The wheels up party is a venerable CIA tradition, normally celebrated at overseas stations when a particularly incompetent Chief of Station or a hostile ambassador was in the process of permanently leaving post. The drinking would begin at a time estimated to coincide with the moment when the dearly departed’s aircraft lifted off from the tarmac on its way to Washington.
Wheels ups are rarer at CIA headquarters in Langley, Va., though celebrations were reported when Ronald Reagan defeated Jimmy Carter in 1980; but as a number of senior officers in the Agency actually had a hand in that development, there was probably a measure of self-congratulation at a job well done.

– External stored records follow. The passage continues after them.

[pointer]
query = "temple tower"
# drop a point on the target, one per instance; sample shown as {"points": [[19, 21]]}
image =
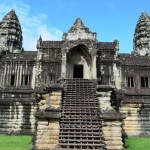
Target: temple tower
{"points": [[142, 36], [79, 52], [10, 34]]}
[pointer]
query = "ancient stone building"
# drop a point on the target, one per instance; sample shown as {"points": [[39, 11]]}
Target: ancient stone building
{"points": [[77, 93]]}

One might well imagine that the partying began at Langley shortly after the polls closed last Tuesday, as soon as it became clear that there would be a GOP Senate majority. More to the point, Sen. Dianne Feinstein would be performing her own wheels up, relinquishing her position as Select Committee on Intelligence (SSCI) chair to be replaced by the little known Richard Burr of North Carolina. Burr is regarded by the Agency as a good friend, someone who had already staked out a position in favor of protecting government secrecy, stating “I personally don’t believe that anything that goes on in the intelligence committee should ever be discussed publicly.” He also basically supports the CIA position that torture produced information critical to the killing of Osama bin Laden, commenting that “The information that eventually led us to this compound was the direct result of enhanced interrogations…” Burr is regarded as a right-wing conservative and has earned the ultimate accolade of a zero rating from the American Civil Liberties Union.
Now some might argue that Feinstein herself did her best to preserve the executive branch’s right to assassinate Americans overseas, to spy secretly, set up black site prisons and to engage in other activities that are best not discussed in polite company. Many of these activities were carried out by the CIA, but Feinstein did draw the line at torture, which is one of the few illegal acts that the Obama administration credibly claims to be against, placing Feinstein on safe ground bureaucratically speaking. She only turned against the Agency when she learned that it had had the temerity to spy on the activity of her own committee.
In a recent speech made before the midterms, election Director of National Intelligence, James Clapper expressed his confidence that congressional moves to rein in National Security Agency spying had pretty much lost momentum. With Republicans now firmly in charge, remaining watered down measures are likely to die in committee.